How St. Louisans are speaking out against hate


Bill Motchan, Special to the Jewish Light

A menorah lighting on Dec. 2 celebrated both the fourth night of Hanukkah and called attention to the presence of antisemitism. The St. Louis Jewish community brought together faith leaders and state elected officials to speak out against hate during “Shine A Light on Antisemitism” at the Jewish Federation.

The threat of hate and violence is especially significant among Jews, said Maharat Rori Picker Neiss, executive director of the Jewish Community Relations Council of St. Louis during her opening remarks.

“Our community is scared,” Neiss said. “According to the FBI, 57.5% of religiously motivated hate crimes were against the Jewish community and Jews comprise just 2% of the U.S. population. One in three Jewish students on college campus have experienced antisemitism in the past year.”

Attention to Jewishness

Three representatives of the JCRC Student to Student program spoke to the audience about their own experiences, including Micah Frank, who said he did not wear a kippah because he doesn’t want to call attention to his Jewishness and make himself a potential target.

“When I visited Israel most people were wearing a Star of David and a kippah, and for two weeks I wore a kippah and I felt comfortable, but then I came back to America and I didn’t feel comfortable wearing a kippah unless I was in synagogue,” Frank said.

Reverend Rodrick Burton, the pastor of New Northside Missionary Baptist Church, told the audience that “We must be very careful and intentional to educate our community because absent of the knowledge of that history, many of our younger generations are falling under the influence of new friends who malign and divide with antisemitic talk and hate.”

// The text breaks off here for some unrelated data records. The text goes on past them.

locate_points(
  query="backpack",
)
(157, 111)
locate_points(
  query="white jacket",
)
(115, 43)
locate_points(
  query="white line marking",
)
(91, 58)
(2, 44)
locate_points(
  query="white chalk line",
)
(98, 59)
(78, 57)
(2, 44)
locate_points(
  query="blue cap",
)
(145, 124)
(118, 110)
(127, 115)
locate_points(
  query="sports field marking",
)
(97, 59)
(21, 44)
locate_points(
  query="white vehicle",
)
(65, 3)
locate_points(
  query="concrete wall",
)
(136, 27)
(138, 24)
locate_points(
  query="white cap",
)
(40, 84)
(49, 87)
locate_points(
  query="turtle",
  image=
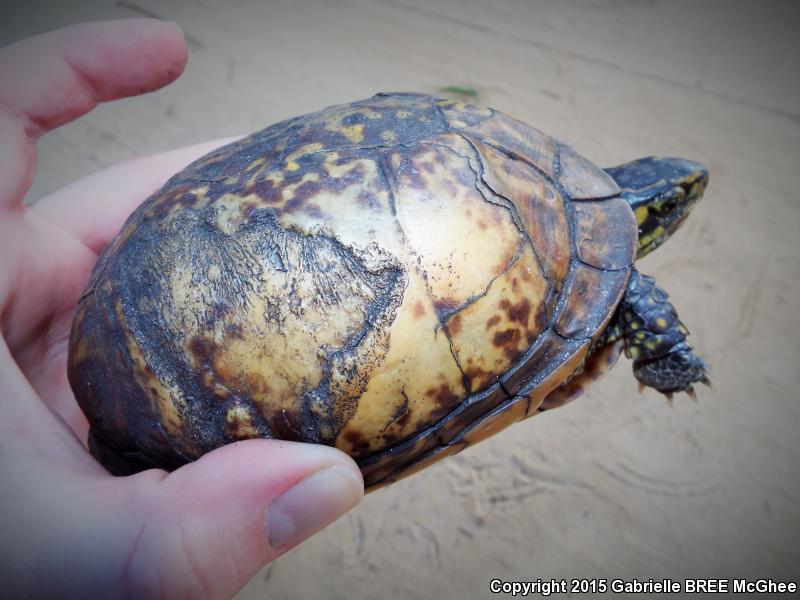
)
(399, 277)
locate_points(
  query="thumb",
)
(215, 522)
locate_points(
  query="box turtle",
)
(398, 277)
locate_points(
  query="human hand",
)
(69, 528)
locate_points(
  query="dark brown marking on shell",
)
(287, 425)
(358, 441)
(444, 396)
(378, 466)
(606, 233)
(454, 324)
(519, 312)
(592, 296)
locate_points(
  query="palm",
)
(68, 527)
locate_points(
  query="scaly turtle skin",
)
(398, 277)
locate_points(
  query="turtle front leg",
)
(655, 339)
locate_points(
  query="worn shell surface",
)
(397, 277)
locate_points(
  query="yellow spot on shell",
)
(291, 160)
(240, 422)
(275, 178)
(255, 164)
(354, 133)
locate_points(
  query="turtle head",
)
(662, 193)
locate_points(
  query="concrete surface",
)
(615, 484)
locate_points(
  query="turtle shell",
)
(397, 277)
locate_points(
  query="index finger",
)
(54, 78)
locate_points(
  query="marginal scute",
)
(518, 139)
(605, 233)
(539, 387)
(512, 410)
(470, 411)
(596, 366)
(583, 180)
(426, 460)
(379, 466)
(459, 114)
(590, 298)
(549, 351)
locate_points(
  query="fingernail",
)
(177, 27)
(312, 504)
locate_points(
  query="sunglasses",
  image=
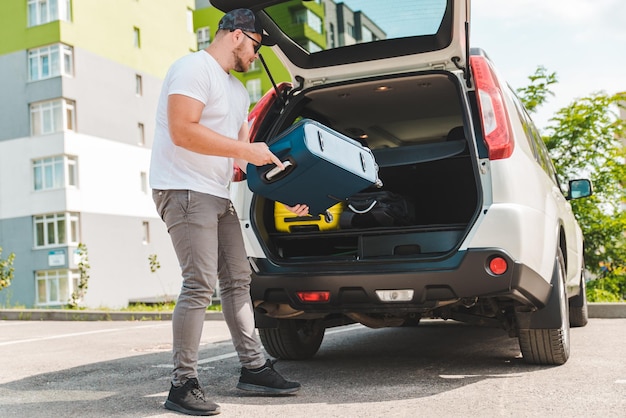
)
(257, 44)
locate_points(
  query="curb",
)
(607, 310)
(595, 310)
(77, 315)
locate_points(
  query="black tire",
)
(293, 339)
(551, 345)
(578, 311)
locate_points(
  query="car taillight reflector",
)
(494, 117)
(314, 296)
(498, 266)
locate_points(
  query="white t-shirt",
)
(226, 103)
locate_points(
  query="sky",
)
(582, 41)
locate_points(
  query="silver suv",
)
(492, 238)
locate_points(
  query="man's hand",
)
(259, 154)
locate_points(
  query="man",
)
(201, 130)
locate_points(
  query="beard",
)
(240, 65)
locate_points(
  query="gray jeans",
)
(207, 239)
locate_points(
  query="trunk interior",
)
(414, 124)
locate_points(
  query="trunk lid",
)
(325, 41)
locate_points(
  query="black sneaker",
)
(266, 380)
(190, 399)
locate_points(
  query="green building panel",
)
(109, 29)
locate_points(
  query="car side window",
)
(534, 138)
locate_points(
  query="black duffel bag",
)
(374, 209)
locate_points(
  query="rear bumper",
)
(353, 287)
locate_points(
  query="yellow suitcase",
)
(287, 221)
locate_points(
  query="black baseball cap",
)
(247, 21)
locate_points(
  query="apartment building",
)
(79, 83)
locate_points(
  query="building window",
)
(44, 11)
(136, 37)
(189, 20)
(54, 287)
(52, 116)
(55, 173)
(146, 232)
(143, 179)
(254, 90)
(50, 61)
(204, 37)
(56, 229)
(141, 133)
(138, 85)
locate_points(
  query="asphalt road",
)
(438, 369)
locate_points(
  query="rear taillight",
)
(314, 296)
(494, 117)
(255, 118)
(498, 266)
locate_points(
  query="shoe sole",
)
(175, 407)
(249, 387)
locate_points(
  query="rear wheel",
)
(293, 339)
(550, 345)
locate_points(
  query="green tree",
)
(83, 281)
(583, 141)
(6, 270)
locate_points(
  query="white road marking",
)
(74, 334)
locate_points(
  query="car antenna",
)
(267, 70)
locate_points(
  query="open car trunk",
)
(415, 124)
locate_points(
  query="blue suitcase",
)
(323, 167)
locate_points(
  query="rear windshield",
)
(321, 25)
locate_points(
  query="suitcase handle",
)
(275, 173)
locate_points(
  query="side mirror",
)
(579, 188)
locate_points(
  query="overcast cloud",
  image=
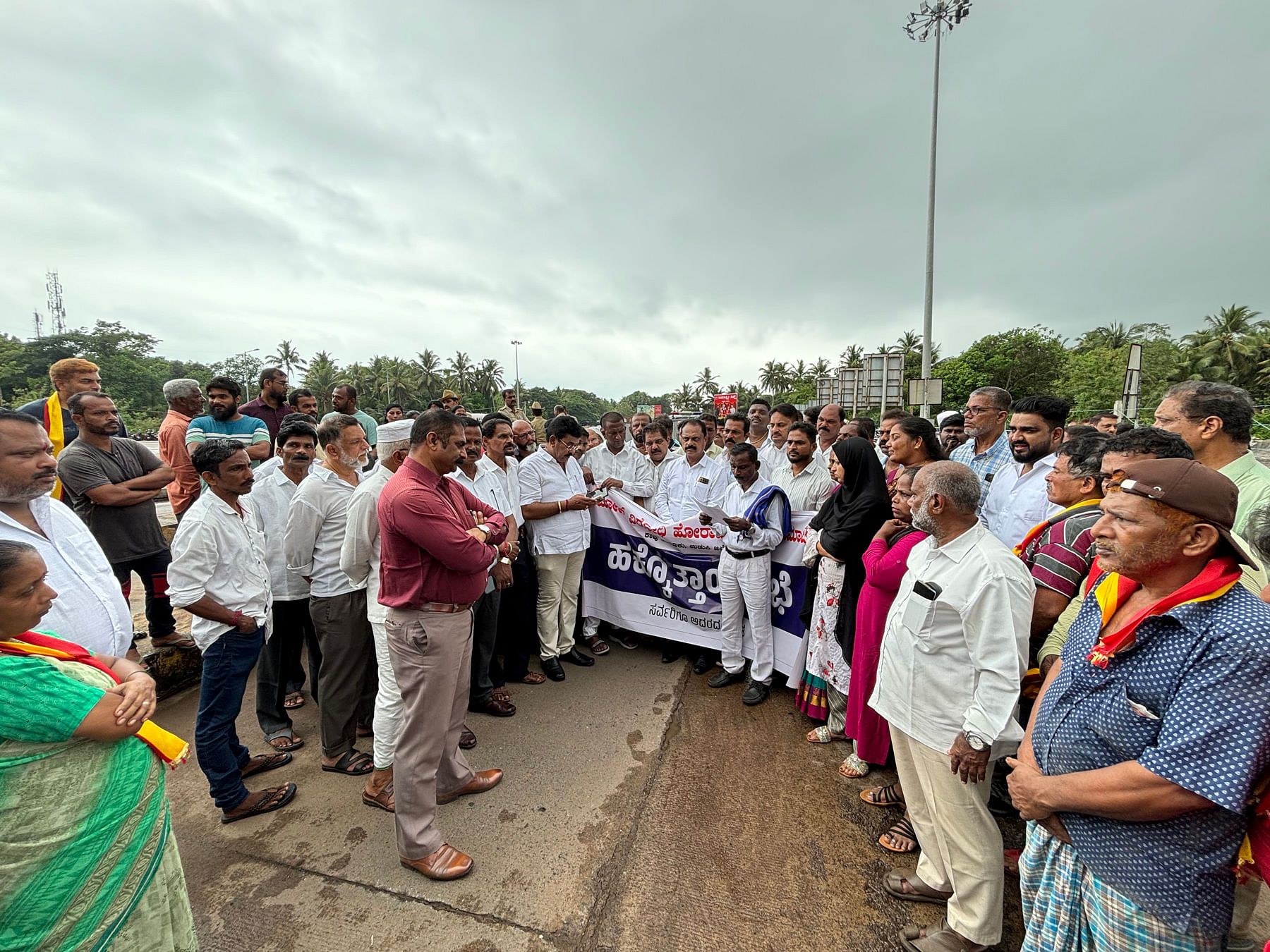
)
(633, 190)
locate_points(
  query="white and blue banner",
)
(662, 578)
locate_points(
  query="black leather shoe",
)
(705, 661)
(756, 693)
(722, 679)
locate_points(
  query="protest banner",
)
(660, 578)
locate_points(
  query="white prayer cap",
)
(394, 432)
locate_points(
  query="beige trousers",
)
(559, 582)
(959, 838)
(432, 658)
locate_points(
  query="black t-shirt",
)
(125, 532)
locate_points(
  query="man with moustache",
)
(1017, 498)
(828, 425)
(988, 448)
(225, 422)
(437, 542)
(279, 674)
(524, 439)
(806, 484)
(360, 561)
(112, 485)
(317, 523)
(219, 574)
(1152, 730)
(88, 601)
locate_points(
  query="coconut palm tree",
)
(774, 377)
(460, 371)
(320, 377)
(706, 384)
(286, 357)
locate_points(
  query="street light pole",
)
(920, 25)
(517, 346)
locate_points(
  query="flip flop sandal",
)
(902, 828)
(382, 800)
(885, 796)
(353, 763)
(823, 736)
(266, 762)
(893, 884)
(266, 805)
(854, 768)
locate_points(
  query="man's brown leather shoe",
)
(479, 783)
(445, 863)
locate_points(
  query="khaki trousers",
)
(559, 582)
(959, 838)
(431, 655)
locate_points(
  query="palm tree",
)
(1226, 348)
(685, 399)
(320, 377)
(460, 370)
(427, 371)
(287, 357)
(852, 357)
(706, 384)
(774, 377)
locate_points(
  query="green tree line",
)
(1231, 346)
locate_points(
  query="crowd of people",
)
(1020, 612)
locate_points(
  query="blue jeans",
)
(226, 666)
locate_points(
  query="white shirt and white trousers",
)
(954, 666)
(560, 545)
(360, 560)
(746, 582)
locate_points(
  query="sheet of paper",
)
(714, 513)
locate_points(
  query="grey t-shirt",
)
(125, 532)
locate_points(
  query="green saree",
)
(87, 855)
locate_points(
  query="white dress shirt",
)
(736, 501)
(686, 488)
(315, 532)
(220, 554)
(630, 466)
(1016, 501)
(360, 552)
(89, 609)
(773, 455)
(544, 480)
(271, 498)
(808, 490)
(955, 664)
(508, 482)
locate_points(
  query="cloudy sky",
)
(631, 190)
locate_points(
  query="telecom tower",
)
(56, 312)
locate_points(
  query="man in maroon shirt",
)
(271, 406)
(437, 544)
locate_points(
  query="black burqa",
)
(849, 520)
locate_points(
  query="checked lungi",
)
(1070, 909)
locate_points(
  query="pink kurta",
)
(884, 570)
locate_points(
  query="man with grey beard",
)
(89, 607)
(317, 522)
(952, 660)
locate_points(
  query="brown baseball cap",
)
(1193, 488)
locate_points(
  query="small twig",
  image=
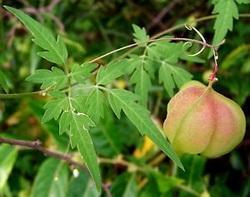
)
(37, 145)
(150, 41)
(17, 95)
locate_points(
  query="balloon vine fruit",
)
(200, 120)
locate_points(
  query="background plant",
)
(132, 81)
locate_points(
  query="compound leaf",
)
(54, 49)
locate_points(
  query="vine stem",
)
(37, 145)
(16, 95)
(150, 41)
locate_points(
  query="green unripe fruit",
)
(200, 120)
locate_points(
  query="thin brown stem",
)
(37, 145)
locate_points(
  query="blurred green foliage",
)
(91, 28)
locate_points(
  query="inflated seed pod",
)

Federation Board Chair Greg Yawitz said the event was important to call attention to not just antisemitism but also bias.

“It’s important that we have this program to show not only the challenges we have in the Jewish community with antisemitism but also to show that we have partners in the community in the fight and all across the state to help us fight bias and hate. It’s important to talk about it and shine a light on it.”